Like everything else, parallel computing has its own "jargon". Some of the more commonly used terms associated with parallel computing are listed below. Most of these will be discussed in more detail later.

- Task: A logically discrete section of computational work. A task is typically a program or program-like set of instructions that is executed by a processor.
- Parallel Task: A task that can be executed by multiple processors safely (yields correct results)
- Serial Execution: Execution of a program sequentially, one statement at a time. In the simplest sense, this is what happens on a one processor machine. However, virtually all parallel tasks will have sections of a parallel program that must be executed serially.



# Terminology: basic actions

- Scheduling = Assigning tasks to threads (What? Done by the user or by the compiler)
- Mapping = Assigning tasks to threads (Where? Done generally by the compiler)
- Synchronization = Tasks may be dependent, timing is important



# Synchronization: timing and machine architecture

- Shared memory = each threads has access to a common area of the memory. Time of access is important!
- Distributed memory = each process has a specific memory unit to store and read data
- Generally with threads we refer to shared memory units, with processes to distributed architectures (need of a passing interface to communicate operations)
- Communications: Parallel tasks typically need to exchange data. There are several ways this can be accomplished, such as through a shared memory bus or over a network, however the actual event of data exchange is commonly referred to as communications regardless of the method employed.



# Synchronization: timing and machine architecture

- Synchronization: The coordination of parallel tasks in real time, very often associated with communications.

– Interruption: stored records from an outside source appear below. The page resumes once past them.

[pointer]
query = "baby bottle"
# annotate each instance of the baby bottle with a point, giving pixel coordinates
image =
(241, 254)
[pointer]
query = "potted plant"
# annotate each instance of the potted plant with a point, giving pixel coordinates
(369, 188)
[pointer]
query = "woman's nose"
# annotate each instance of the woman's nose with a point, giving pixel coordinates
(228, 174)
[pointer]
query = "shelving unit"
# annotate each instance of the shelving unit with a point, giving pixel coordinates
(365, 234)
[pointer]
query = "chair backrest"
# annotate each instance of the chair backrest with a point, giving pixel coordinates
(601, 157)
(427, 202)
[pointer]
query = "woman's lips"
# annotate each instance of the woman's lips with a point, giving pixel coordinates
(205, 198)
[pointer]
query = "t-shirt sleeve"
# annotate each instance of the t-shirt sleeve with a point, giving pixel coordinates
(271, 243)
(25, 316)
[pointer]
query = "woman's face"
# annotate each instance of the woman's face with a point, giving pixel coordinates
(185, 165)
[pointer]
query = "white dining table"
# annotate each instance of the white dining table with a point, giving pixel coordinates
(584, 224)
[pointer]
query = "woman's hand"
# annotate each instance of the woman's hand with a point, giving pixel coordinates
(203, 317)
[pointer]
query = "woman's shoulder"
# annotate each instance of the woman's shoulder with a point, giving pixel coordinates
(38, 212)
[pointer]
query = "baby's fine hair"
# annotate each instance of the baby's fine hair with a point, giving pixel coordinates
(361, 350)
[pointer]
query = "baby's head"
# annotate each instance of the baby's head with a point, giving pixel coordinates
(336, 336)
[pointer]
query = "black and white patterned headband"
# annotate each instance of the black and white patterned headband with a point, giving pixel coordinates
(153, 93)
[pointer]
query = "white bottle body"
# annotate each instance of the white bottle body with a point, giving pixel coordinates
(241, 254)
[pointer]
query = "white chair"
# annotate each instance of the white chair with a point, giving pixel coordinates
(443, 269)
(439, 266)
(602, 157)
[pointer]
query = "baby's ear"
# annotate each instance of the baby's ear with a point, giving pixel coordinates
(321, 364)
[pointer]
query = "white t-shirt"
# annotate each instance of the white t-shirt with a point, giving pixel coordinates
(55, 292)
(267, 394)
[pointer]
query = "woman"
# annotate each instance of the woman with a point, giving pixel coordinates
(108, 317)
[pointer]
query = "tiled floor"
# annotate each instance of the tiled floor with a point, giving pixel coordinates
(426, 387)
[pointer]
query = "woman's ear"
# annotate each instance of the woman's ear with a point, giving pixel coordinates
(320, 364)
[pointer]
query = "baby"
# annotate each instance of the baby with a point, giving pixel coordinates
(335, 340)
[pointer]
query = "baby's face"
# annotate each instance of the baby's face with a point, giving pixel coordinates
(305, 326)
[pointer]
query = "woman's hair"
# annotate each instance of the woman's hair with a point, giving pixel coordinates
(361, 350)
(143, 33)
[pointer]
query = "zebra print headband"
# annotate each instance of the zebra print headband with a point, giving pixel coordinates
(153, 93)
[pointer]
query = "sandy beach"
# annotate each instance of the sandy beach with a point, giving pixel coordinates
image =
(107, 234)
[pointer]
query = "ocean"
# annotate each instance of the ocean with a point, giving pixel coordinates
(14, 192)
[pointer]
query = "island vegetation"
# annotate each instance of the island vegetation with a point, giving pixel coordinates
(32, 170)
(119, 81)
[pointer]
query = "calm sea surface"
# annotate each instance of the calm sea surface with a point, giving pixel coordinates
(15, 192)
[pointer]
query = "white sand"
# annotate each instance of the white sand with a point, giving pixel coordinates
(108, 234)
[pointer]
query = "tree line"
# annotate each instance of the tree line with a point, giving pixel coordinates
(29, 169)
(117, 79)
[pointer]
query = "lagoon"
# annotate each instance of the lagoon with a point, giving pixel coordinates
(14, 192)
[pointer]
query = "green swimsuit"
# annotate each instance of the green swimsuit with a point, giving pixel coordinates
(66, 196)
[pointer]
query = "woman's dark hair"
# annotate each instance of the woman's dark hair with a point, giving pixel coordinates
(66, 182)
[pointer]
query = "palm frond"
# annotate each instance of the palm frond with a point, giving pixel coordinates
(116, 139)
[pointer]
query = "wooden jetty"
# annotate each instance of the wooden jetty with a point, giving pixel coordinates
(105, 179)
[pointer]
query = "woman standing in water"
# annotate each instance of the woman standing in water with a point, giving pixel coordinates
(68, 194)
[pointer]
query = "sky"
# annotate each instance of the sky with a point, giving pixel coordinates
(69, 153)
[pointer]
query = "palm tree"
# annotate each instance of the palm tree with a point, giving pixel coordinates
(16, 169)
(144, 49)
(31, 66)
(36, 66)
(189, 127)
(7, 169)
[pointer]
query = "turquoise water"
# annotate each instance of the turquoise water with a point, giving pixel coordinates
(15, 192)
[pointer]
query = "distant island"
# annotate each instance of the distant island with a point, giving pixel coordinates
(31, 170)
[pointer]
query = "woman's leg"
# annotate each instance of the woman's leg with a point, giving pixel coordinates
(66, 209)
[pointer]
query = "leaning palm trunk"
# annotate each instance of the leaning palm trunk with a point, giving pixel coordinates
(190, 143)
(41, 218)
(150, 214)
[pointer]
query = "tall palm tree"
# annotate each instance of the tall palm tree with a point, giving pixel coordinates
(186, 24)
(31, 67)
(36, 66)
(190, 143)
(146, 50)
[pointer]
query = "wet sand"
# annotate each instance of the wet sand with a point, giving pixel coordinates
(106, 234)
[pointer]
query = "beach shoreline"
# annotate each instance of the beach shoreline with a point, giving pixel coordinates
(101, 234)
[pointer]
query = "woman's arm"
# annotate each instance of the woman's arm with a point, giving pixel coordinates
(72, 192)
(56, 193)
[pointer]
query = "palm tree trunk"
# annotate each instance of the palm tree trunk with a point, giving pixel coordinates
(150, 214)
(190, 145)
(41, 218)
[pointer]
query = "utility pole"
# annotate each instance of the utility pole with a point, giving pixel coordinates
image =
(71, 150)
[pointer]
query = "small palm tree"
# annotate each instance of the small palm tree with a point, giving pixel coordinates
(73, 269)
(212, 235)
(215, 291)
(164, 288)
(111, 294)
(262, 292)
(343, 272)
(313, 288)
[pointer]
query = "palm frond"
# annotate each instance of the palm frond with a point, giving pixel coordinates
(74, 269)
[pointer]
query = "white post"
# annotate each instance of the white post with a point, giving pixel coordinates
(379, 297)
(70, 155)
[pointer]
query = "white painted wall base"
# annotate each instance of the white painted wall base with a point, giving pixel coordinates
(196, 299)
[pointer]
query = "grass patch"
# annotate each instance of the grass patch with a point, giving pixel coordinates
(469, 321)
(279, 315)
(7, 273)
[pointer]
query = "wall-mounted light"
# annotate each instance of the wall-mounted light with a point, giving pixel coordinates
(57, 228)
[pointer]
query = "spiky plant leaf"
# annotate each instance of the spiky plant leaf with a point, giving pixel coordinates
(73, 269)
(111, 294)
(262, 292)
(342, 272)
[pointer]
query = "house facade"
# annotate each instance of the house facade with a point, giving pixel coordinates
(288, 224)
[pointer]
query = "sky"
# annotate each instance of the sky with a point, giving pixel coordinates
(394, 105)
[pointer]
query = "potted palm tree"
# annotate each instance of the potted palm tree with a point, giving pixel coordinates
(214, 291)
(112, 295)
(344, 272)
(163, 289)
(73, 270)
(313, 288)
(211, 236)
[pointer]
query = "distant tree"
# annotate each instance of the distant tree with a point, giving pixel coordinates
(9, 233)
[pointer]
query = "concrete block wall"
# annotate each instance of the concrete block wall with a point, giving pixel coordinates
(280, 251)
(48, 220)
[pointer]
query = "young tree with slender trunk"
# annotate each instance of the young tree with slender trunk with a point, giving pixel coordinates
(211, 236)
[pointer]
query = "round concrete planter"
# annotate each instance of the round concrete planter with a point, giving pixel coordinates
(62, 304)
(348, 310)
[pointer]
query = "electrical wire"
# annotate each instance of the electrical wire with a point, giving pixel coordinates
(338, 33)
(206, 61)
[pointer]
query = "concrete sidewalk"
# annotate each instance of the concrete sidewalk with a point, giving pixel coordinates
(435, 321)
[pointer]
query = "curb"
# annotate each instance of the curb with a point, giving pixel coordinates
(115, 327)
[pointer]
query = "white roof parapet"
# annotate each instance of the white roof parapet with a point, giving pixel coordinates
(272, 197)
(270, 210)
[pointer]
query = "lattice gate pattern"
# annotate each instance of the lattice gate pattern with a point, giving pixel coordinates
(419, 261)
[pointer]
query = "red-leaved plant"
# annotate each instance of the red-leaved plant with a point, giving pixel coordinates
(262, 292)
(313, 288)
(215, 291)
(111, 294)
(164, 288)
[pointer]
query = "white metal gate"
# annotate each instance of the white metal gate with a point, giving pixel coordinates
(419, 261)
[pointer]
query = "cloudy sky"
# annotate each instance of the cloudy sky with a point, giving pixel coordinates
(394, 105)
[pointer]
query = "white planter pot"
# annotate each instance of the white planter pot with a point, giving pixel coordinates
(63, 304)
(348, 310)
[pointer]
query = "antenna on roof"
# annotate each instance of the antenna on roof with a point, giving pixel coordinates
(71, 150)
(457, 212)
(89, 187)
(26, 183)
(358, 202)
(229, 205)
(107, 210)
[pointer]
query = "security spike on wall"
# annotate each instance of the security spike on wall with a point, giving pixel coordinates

Often implemented by establishing a synchronization point within an application where a task may not proceed further until another task(s) reaches the same or logically equivalent point.
- Barrier operations, idle times: Synchronization usually involves waiting by at least one task, and can therefore cause a parallel application's wall clock execution time to increase.



# Terminology: evaluation performances

- Parallel execution time = time needed to run the program in parallel, including execution time of the threads and idle times.
- Idle times = waiting time for threads/processes
- Speed up = improvement performed by the parallel version of the program compared to its sequential version
- Load balancing = rational distribution of the computing load on the threads/processes in order to improve efficiency.



# Terminology: evaluation performances

Granularity :

- In parallel computing, granularity is a qualitative measure of the ratio of computation to communication.
- Coarse: relatively large amounts of computational work are done between communication events
- Fine: relatively small amounts of computational work are done between communication events

Observed Speedup

Observed speedup of a code which has been parallelized, defined as:

 $\label{eq:speed-up} \text{Speed-up} = \frac{\text{wall-clock time of serial execution}}{\text{wall-clock time of parallel execution}}$ 

One of the simplest and most widely used indicators for a parallel program's performance.



# Terminology: evaluation performances

Scalability :

- Refers to a parallel system's (hardware and/or software) ability to demonstrate a proportionate increase in parallel speedup with the addition of more processors. Factors that contribute to scalability include:
  - Hardware particularly memory-cpu bandwidths and network communications
  - Application algorithm
  - Parallel overhead related
  - Characteristics of your specific application and coding



# Contents of this Course

- Fundamentals: This part of the class covers basic parallel platforms, principles of algorithm design, group communication primitives, and analytical modeling techniques.
- Parallel Programming: This part of the class deals with programming using message passing libraries and threads.
- Parallel Algorithms: This part of the class covers basic algorithms for matrix computations, graphs, sorting, discrete optimization, and dynamic programming.